Penulis menemukan bahwa, praktik penjajahan di Indonesia pada masa lalu terjadi dalam dua
bentuk yakni imperialisme oleh negara lain dan feodalisme oleh bangsawan pribumi. Praktik ini
ditentang oleh Tan Malaka secara radikal sehingga membuatnya ditangkap, diawasi, dipenjara
berkali-kali hingga dieksekusi. Namun Tan Malaka bukanlah seorang anarkis, melainkan tokoh
kritis yang dimiliki bangsa Indonesia. Dengan gerakan kiri, ia menolak berdamai dan bekerja sama
atau bahkan berunding dengan para penjajah. Ia lebih memilih perjuangan dengan kekuatan massa
rakyat meskipun harus bertaruh nyawa. Menurutnya, kemerdekaan Indonesia haruslah diraih oleh
perjuangan rakyat Indonesia sendiri, bukan atas hadiah dari para penjajah.

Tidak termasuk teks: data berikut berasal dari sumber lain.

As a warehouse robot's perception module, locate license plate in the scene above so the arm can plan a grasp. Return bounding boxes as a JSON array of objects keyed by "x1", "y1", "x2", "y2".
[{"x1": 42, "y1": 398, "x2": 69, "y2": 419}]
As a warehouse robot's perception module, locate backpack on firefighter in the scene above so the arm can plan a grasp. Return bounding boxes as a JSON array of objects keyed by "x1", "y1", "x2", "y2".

Ternyata, praktik penjajahan yang ditentang Tan Malaka itu tidak berakhir dengan pengakuan atas
kedaulatan Indonesia. Praktik itu justru berubah bentuk menjadi penjajahan baru
(neokolonialisme) yang berkaitan dengan praktik dalam sistem pasar bebas (neoliberalisme dan
kapitalisme) dan meluas kepada praktik KKN, perampasan hak atas tanah, pembatasan hak
berserikat, berpendapat, dan beragama, serta praktik-praktik ketidakadilan lainnya. Lahirnya
Omnibus Law, UU ITE, dan pengesahan aturan mengenai batas minimal usia calon presiden dan
wakil presiden adalah bentuk neokolonialisme yang merusak demokrasi. Satu alasan
neokolonialime ini terus berlangsung adalah kurangnya gerakan kiri dari kelompok oposisi. Oleh
karena itu, keterlibatan masyarakat sipil khususnya kampus sangatlah diperlukan untuk
menjalankan fungsi check and balance yang terkesan ditinggalkan oleh oposisi dalam
pemerintahan atau parlemen.
Adapun metode yang penulis gunakan dalam kajian ini adalah analitis-kualitatif. Dengan metode
ini, penulis membaca sumber-sumber primer dari Tan Malaka sendiri serta penelitian tentangnya.
Selain itu, penulis juga mendalami catatan dan analisis para pakar politik dan ekonomi yang
tersebar dalam buku-buku, jurnal dan opini internet untuk memperluas kajian mengenai gerakan
kiri Tan Malaka dan neokolonialisme. Pada akhirnya, penulis berpendapat bahwa gerakan kiri Tan
Malaka dalam memperjuangkan Merdeka Seratus Persen pada masa lalu dapat menjadi spirit
perjuangan oposisi dari masyarakat sipil pada masa ini untuk melawan neokolonialisme.